Chart showing Ausra solution with storage vs. demand from Cal ISO


The “catch” to this whole approach is that to make the system work at baseload, a developer has the added cost of sizing the solar array 3x larger than normal and installing a huge storage system. Nevada Solar One is a 64MWe project that cost somewhere north of $250M in capital to complete. That’s around $3.9M/MWe at normal sizing. If we consider that the storage system is “free” and up the size 3x, that’s $750M+ capital cost to get 64MWe baseload generation, or $11.7M/MWe. To put this in perspective, a natural gas fired plant is on the order of $1M/MWe, clean coal is $3M/MWe, geothermal is $3M/MWe.

That’s not to say that the economics won’t change, as solar thermal becomes higher volume in production, the price should drop. If the price drops by 2/3, then there is an interesting discussion to be had, because sunshine is an underutilized resource. Also, we found the discussion about oil in the paper to be specious, less than 2% of the US energy load is generated with petroleum based products. If the authors wish to be taken seriously, they would address the technology vs. coal, nuclear, and natural gas generation as they are the top 3 producers of electricity in the US.

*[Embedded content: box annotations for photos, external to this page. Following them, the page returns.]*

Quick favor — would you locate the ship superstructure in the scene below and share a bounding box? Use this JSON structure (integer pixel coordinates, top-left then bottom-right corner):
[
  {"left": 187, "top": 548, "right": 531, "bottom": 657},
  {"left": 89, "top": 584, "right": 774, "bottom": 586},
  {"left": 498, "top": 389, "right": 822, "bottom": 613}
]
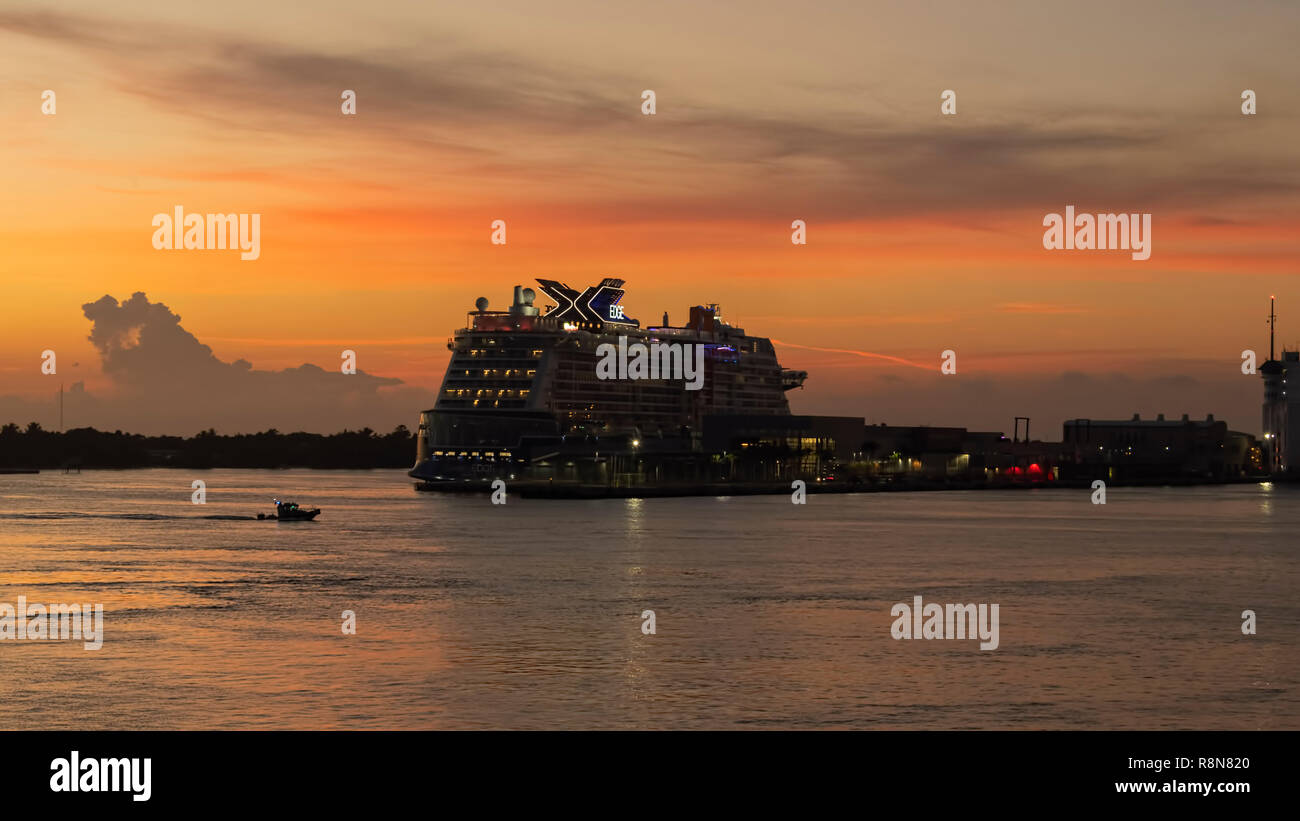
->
[{"left": 411, "top": 278, "right": 806, "bottom": 483}]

Nevertheless, it is an interesting assertion and it’s clear we can and should do more with solar thermal harvest than is happening today. Let’s hope Ausra and their cohorts can change the economic model to make this option viable.

2 Comments so far

  1. NoMoreCoal March 11th, 2008 9:18 am

    When reviewing a paper it is occasionally advantageous to read the document in question.

    Cycle efficiency of compressed air / pumped hydro / other electricity storage: 55-65%. (1 kWh in, 0.6 kWh out; near 2x net cost of energy)
    Cycle efficiency of molten salt thermal storage: 93%.

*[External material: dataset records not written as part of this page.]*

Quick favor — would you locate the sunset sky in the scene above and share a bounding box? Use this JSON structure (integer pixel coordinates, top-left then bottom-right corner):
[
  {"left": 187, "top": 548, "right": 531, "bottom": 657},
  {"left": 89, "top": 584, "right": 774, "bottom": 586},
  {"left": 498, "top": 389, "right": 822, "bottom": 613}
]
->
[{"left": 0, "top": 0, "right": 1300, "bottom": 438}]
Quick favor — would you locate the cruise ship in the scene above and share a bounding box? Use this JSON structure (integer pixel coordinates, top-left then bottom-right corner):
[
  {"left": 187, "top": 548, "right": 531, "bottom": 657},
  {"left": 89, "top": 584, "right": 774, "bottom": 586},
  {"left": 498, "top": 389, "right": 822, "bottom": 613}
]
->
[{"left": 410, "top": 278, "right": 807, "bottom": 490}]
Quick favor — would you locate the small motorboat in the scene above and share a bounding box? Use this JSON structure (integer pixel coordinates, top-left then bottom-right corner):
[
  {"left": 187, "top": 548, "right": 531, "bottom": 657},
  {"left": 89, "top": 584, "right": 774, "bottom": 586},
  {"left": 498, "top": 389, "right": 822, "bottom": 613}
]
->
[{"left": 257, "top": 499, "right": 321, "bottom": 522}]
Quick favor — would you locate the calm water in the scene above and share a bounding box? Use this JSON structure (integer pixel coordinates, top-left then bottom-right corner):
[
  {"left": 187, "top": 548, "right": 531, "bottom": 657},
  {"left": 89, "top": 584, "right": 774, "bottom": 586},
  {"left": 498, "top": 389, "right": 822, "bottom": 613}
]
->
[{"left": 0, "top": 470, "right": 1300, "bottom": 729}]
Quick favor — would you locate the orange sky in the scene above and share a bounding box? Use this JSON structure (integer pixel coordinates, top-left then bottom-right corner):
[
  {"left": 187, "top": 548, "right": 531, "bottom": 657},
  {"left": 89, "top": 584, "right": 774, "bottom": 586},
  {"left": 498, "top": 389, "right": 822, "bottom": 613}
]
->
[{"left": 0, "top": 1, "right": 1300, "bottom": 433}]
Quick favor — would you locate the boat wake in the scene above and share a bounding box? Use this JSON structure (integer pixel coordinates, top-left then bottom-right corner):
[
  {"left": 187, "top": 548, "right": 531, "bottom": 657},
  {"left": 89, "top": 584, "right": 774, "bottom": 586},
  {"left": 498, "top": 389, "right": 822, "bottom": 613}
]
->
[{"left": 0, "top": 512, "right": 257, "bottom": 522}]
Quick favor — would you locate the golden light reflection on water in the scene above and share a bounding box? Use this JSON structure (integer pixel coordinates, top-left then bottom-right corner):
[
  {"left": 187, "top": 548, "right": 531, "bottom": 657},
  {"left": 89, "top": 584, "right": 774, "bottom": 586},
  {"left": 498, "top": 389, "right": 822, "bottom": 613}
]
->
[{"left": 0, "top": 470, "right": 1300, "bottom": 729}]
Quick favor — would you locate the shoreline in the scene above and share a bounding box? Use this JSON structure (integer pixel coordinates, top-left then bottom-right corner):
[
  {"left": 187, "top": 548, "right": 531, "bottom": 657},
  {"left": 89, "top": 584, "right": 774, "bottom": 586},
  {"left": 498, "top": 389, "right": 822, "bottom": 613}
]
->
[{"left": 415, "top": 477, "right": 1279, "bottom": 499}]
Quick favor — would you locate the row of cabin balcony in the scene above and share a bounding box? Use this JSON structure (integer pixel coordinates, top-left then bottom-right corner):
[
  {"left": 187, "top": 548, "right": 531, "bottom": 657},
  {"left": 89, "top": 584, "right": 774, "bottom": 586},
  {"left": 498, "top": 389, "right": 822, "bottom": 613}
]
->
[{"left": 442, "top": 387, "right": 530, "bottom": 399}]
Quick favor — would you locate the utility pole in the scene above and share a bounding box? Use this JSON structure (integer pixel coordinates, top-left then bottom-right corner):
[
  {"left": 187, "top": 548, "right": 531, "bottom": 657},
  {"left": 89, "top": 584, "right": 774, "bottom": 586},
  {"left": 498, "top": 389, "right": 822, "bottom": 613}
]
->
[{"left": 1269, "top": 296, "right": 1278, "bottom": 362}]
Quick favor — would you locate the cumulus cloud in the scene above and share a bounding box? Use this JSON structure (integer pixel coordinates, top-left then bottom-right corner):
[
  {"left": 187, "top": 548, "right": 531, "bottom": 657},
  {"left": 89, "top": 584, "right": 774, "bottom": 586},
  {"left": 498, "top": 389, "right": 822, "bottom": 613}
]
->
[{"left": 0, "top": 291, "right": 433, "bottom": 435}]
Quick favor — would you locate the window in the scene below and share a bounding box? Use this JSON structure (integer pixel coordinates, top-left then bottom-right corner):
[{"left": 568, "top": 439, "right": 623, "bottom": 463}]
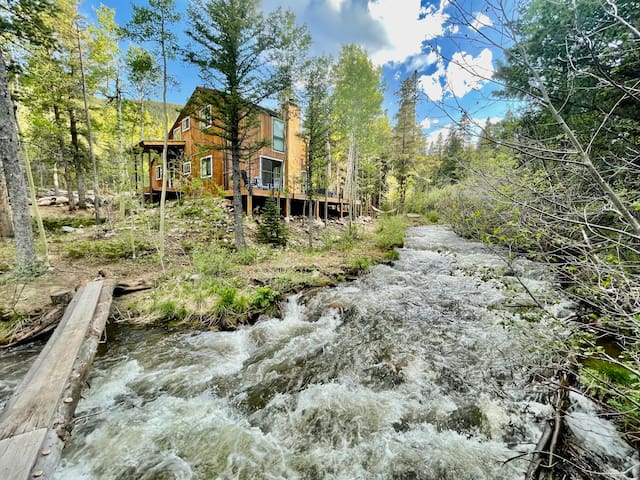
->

    Capital cost of battery/flywheel/other electrical storage: $1000-3000/kWh
    Capital cost of molten salt storage: $32/kWh

    The paper does NOT suggest that current electric generation is powered by oil; rather that cars are powered by petroleum, and that the energy needs of a transition to an electric-powered auto fleet can be served by solar thermal power in addition to grid needs — thus displacing oil.

  2. mike March 11th, 2008 5:34 pm

    NoMoreCoal – the paper was read. It is primarily a marketing paper. The salient points were raised and your comments are noted.